Siemens Provides Power To Austrian Town
BY ROBERTO CHELLINI
A single-shaft combined-cycle gas turbine generates 412 MW for Timelkam, Austria
Siemens Energy has installed a combined-cycle power plant in Timelkam, Austria, a small town located between Salzburg and Linz. This plant has an installed capacity of 408 MW and will have an annual generating capacity of 2400 gigwatthours. Overall efficiency of the plant is approximately 59%. The plant is also engineered to provide up to 100 MW to a district heating system, which results in a 70% overall energy utilization of the natural gas fuel.

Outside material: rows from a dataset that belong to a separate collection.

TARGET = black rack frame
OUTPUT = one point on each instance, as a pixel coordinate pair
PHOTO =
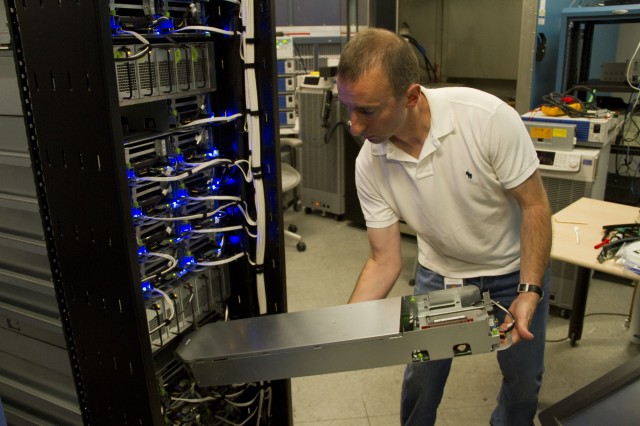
(65, 68)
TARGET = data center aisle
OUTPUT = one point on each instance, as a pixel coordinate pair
(324, 275)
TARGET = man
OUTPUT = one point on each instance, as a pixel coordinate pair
(457, 165)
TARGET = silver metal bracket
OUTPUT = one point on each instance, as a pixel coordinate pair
(436, 325)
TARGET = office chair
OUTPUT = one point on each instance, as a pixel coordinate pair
(291, 178)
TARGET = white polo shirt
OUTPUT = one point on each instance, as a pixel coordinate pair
(455, 195)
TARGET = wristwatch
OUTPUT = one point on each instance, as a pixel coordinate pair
(530, 288)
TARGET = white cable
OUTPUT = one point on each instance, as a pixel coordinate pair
(170, 266)
(221, 261)
(247, 217)
(253, 129)
(216, 198)
(220, 119)
(218, 230)
(136, 35)
(190, 217)
(629, 69)
(184, 174)
(205, 28)
(168, 303)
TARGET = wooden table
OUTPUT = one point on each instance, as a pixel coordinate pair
(576, 229)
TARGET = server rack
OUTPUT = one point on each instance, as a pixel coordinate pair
(83, 132)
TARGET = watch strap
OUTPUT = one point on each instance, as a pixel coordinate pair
(530, 288)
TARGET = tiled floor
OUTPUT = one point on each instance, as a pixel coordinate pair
(324, 275)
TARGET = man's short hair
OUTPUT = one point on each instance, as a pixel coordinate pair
(378, 47)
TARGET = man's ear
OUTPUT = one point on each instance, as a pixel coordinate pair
(413, 95)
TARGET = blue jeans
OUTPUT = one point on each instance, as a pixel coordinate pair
(522, 365)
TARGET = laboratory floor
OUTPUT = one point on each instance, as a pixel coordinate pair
(324, 275)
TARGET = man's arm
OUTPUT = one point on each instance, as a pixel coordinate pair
(535, 248)
(383, 265)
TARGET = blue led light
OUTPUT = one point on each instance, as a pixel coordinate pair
(183, 228)
(115, 22)
(136, 212)
(181, 193)
(142, 250)
(131, 174)
(186, 261)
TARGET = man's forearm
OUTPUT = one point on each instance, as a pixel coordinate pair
(375, 282)
(535, 243)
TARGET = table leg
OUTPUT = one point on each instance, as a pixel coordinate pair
(634, 319)
(576, 321)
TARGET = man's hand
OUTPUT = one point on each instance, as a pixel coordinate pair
(522, 308)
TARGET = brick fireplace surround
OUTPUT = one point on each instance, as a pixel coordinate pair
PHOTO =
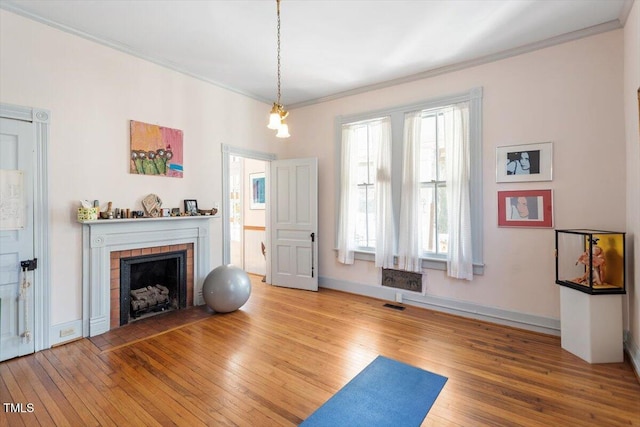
(115, 274)
(104, 242)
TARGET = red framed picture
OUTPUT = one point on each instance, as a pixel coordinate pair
(525, 208)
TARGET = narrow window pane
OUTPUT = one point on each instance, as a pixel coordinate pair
(428, 148)
(443, 226)
(428, 218)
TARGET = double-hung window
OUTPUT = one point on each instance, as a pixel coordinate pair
(433, 227)
(366, 221)
(433, 181)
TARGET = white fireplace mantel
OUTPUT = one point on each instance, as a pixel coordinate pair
(101, 237)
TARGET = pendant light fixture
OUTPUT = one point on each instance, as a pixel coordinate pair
(278, 113)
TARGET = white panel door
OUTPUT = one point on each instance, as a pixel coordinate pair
(294, 223)
(17, 166)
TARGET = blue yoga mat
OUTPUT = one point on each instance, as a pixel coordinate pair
(385, 393)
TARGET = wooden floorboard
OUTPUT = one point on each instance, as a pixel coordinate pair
(284, 353)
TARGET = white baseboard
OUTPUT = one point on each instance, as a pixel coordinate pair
(64, 332)
(490, 314)
(633, 351)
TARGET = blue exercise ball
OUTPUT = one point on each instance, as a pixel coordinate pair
(226, 288)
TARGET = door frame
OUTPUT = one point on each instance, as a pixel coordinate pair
(41, 287)
(227, 151)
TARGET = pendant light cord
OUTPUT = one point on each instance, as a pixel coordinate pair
(278, 6)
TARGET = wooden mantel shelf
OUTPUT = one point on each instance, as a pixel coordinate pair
(138, 220)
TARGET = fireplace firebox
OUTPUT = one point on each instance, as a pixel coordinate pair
(150, 284)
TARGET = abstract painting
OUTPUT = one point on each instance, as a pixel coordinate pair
(155, 150)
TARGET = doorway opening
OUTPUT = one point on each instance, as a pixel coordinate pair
(245, 209)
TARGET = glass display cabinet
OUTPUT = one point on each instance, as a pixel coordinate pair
(591, 261)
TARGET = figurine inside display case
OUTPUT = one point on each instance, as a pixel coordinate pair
(591, 261)
(598, 265)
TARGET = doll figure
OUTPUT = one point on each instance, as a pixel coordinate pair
(597, 266)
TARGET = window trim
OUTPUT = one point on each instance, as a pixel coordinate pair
(474, 97)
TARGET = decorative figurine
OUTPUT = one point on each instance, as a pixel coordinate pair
(597, 265)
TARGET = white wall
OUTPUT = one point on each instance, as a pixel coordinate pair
(632, 119)
(568, 94)
(92, 93)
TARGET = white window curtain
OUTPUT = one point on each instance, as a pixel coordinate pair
(409, 240)
(456, 134)
(385, 229)
(348, 199)
(380, 132)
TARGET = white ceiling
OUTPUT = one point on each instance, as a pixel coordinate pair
(329, 47)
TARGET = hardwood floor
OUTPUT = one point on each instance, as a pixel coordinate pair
(286, 352)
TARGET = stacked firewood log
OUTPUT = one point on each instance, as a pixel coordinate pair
(149, 297)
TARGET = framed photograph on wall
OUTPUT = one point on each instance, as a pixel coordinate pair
(525, 208)
(524, 163)
(258, 190)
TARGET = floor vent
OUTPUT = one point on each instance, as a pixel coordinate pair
(395, 307)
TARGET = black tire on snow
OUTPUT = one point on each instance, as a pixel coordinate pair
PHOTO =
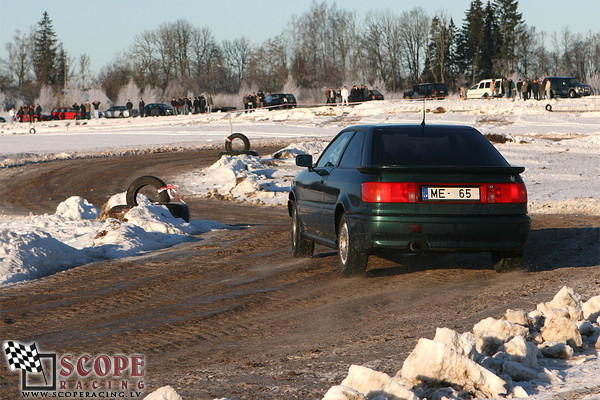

The new plant replaces a 47-year-old coal-fired plant and was designed to produce seven times more energy. At the same time, it reduces the production of harmful emissions. CO2 per generated kW/h is two-thirds lower, and NOx is reduced by 90% when compared to the old installation, said Siemens. A heat recovery steam generator (HRSG) with built-in catalytic reactor was incorporated to keep NOx emissions levels below 20 mg/Nm3.
The Timelkam combined-cycle plant has been designed for base load operation (7500 hours per year) with very high flexibility, for variances ranging from 25 to 100% load. Its configuration is single shaft. The gas turbine, the generator and the steam turbine are connected inline to form one 45 m long unit enclosed inside a 55 m long and 34 m wide building.
The gas turbine is an SGT5-4000F rated 292 MW and features a 39.8% efficiency. These turbines are built by Siemens in its Berlin, Germany, plant. This model was first launched at the
beginning of the 1990s with the designation of V94.3A and an introductory rating of 240 MW with an efficiency of 37%.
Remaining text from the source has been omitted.